Mas segundo o artigo, o ator principal regressa ao confronto e ao tema da "verdade do filme" depois do jantar, antes de saber que os operários que vão construir os 'sets' chegam no dia a seguir e ter "um ataque de raiva": diz que têm de dormir nos carros para não trazerem a COVID-19 para o hotel, começa a gritar que não quer que existam cenários e exige ver os planos de construção antes de dizer que são todos incompetentes e ameaçar abandonar o projeto.
Cansado com quatro dias de divergências, Thomas Bidegain perde a paciência e responde-lhe para seguir em frente. Na manhã seguinte, telefona ao seu produtor para contar o que se passara: Alain Attal ouve o suficiente e manda cancelar tudo.
Recorda o cineasta: "Vou falar com o Jake e concordarmos que não vale a pena persistir, as nossas visões divergem demasiado. Não vamos conseguir filmar em setembro. Vou dar um passeio com a Valentine num glaciar. Telefono aos financiadores, aos meus amigos americanos que me contam coisas novas sobre o Jake. Talvez não tenha sido suficientemente firme com ele, acho que queria um confronto mais forte, mas não trabalho assim... Enfim, acabou e os 26 milhões voaram".
Quando regressam, Thomas Bidegain e Valentine Monteil já veem o carro com o ator a partir na direção contrária. A despedida da Islândia foi "uma grande festa" com os operários no 36.º andar do hotel e muita comida e álcool à mistura.
Mas o "epílogo" da história é outro, pois Vanessa Kirby entrou em contacto com o cineasta algumas semanas mais tarde e quando se encontraram em Paris, propôs comprar os direitos do argumento para avançar só com Jake Gyllenhaal.
"Falo com o Alain Attal sobre isso e sugiro que lhos venda.

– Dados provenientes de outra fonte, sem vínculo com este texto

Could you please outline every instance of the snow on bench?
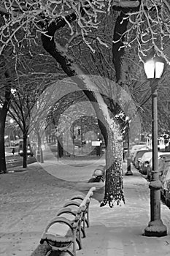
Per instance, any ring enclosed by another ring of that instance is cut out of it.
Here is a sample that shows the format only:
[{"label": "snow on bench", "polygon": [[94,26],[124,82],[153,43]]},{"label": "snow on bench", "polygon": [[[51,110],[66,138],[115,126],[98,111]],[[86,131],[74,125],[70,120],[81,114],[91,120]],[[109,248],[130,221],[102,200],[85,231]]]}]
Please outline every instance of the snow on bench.
[{"label": "snow on bench", "polygon": [[72,197],[46,227],[40,241],[40,244],[46,241],[51,248],[46,256],[53,251],[76,256],[77,246],[78,249],[82,248],[82,237],[85,237],[85,224],[89,227],[89,205],[95,190],[96,187],[91,187],[85,197]]}]

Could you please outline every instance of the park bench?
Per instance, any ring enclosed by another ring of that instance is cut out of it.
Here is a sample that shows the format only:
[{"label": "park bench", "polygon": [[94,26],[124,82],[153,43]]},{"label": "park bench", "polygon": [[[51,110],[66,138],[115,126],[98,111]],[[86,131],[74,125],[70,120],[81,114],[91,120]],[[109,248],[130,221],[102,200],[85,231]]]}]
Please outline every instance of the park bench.
[{"label": "park bench", "polygon": [[76,256],[76,251],[82,248],[82,238],[85,237],[85,224],[89,227],[89,204],[95,187],[91,187],[83,197],[76,195],[66,202],[46,227],[40,241],[50,247],[46,256],[53,251],[68,252]]}]

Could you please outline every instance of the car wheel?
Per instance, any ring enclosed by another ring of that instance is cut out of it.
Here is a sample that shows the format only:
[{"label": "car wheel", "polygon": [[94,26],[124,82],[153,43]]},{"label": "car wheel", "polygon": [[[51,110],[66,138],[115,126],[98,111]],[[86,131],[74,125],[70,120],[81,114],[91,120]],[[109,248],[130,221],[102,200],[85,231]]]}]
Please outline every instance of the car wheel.
[{"label": "car wheel", "polygon": [[170,206],[170,199],[169,199],[169,198],[166,198],[165,199],[165,203],[166,203],[166,205],[167,206]]}]

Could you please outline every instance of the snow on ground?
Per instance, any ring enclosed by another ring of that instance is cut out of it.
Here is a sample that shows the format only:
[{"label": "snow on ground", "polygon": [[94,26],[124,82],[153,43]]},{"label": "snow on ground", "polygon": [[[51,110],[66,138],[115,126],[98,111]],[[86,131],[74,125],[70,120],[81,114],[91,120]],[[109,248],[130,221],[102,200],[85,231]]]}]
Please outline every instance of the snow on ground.
[{"label": "snow on ground", "polygon": [[[63,163],[55,169],[55,163],[52,162],[49,169],[54,172],[53,176],[37,163],[30,165],[25,172],[0,176],[0,255],[30,256],[56,211],[73,195],[88,192],[90,184],[85,181],[96,165],[90,161],[87,163],[88,159],[86,163],[82,159],[73,165],[67,159],[66,164],[65,161],[65,168]],[[98,163],[100,160],[96,165]],[[80,165],[88,167],[82,171]],[[125,172],[126,163],[123,165]],[[77,170],[76,166],[80,168]],[[96,184],[97,191],[90,206],[90,227],[77,256],[170,255],[169,209],[161,204],[167,236],[142,236],[150,221],[150,189],[141,174],[134,167],[132,170],[133,176],[123,176],[125,204],[120,207],[100,208],[104,184]]]}]

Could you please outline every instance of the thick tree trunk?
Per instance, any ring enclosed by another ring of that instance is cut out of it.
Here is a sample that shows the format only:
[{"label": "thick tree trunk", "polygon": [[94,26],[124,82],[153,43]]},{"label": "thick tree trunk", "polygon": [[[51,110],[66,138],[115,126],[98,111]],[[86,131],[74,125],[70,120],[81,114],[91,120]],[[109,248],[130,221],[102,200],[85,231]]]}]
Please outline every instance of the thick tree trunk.
[{"label": "thick tree trunk", "polygon": [[37,133],[38,137],[38,151],[39,152],[40,159],[39,162],[42,164],[44,162],[43,152],[42,150],[42,138],[39,133]]},{"label": "thick tree trunk", "polygon": [[[116,126],[116,125],[115,125]],[[108,145],[106,153],[106,188],[101,206],[109,203],[110,207],[114,202],[119,204],[124,200],[123,193],[123,142],[122,135],[117,125],[115,131],[108,129]]]},{"label": "thick tree trunk", "polygon": [[6,110],[0,110],[0,173],[7,173],[4,148],[4,128],[6,116]]},{"label": "thick tree trunk", "polygon": [[[83,75],[83,71],[80,69],[73,58],[69,56],[66,53],[64,47],[58,43],[57,35],[55,34],[58,29],[58,24],[56,25],[56,23],[53,23],[50,25],[48,34],[53,37],[50,38],[42,34],[42,45],[44,48],[61,64],[67,75],[72,77],[73,81],[82,90],[95,110],[98,125],[107,148],[106,158],[107,166],[108,167],[107,178],[105,197],[101,206],[109,203],[112,207],[112,201],[117,200],[117,203],[119,203],[120,200],[124,200],[122,190],[122,159],[117,155],[117,151],[115,149],[115,147],[117,146],[120,151],[121,151],[122,138],[119,136],[117,127],[116,129],[113,128],[117,124],[115,124],[113,116],[110,117],[108,106],[104,102],[97,86],[92,82],[90,76]],[[113,135],[115,140],[112,141]],[[116,140],[118,137],[119,140]],[[112,154],[114,154],[114,157]],[[121,153],[119,152],[119,154],[122,156],[122,151]],[[114,187],[116,189],[114,189]]]}]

Ele responde-me: 'Nunca na vida, eles que vão à me***. Vais reescrever em francês e vamos fazê-lo com grandes atores franceses'", conta.
E assim "Suddenly" tornou-se no "Soudain Seuls" e com Gilles Lellouche e Mélanie Thierry, com um orçamento previsivelmente mais modesto e que chegou aos cinemas franceses a 6 de dezembro com elogios da crítica.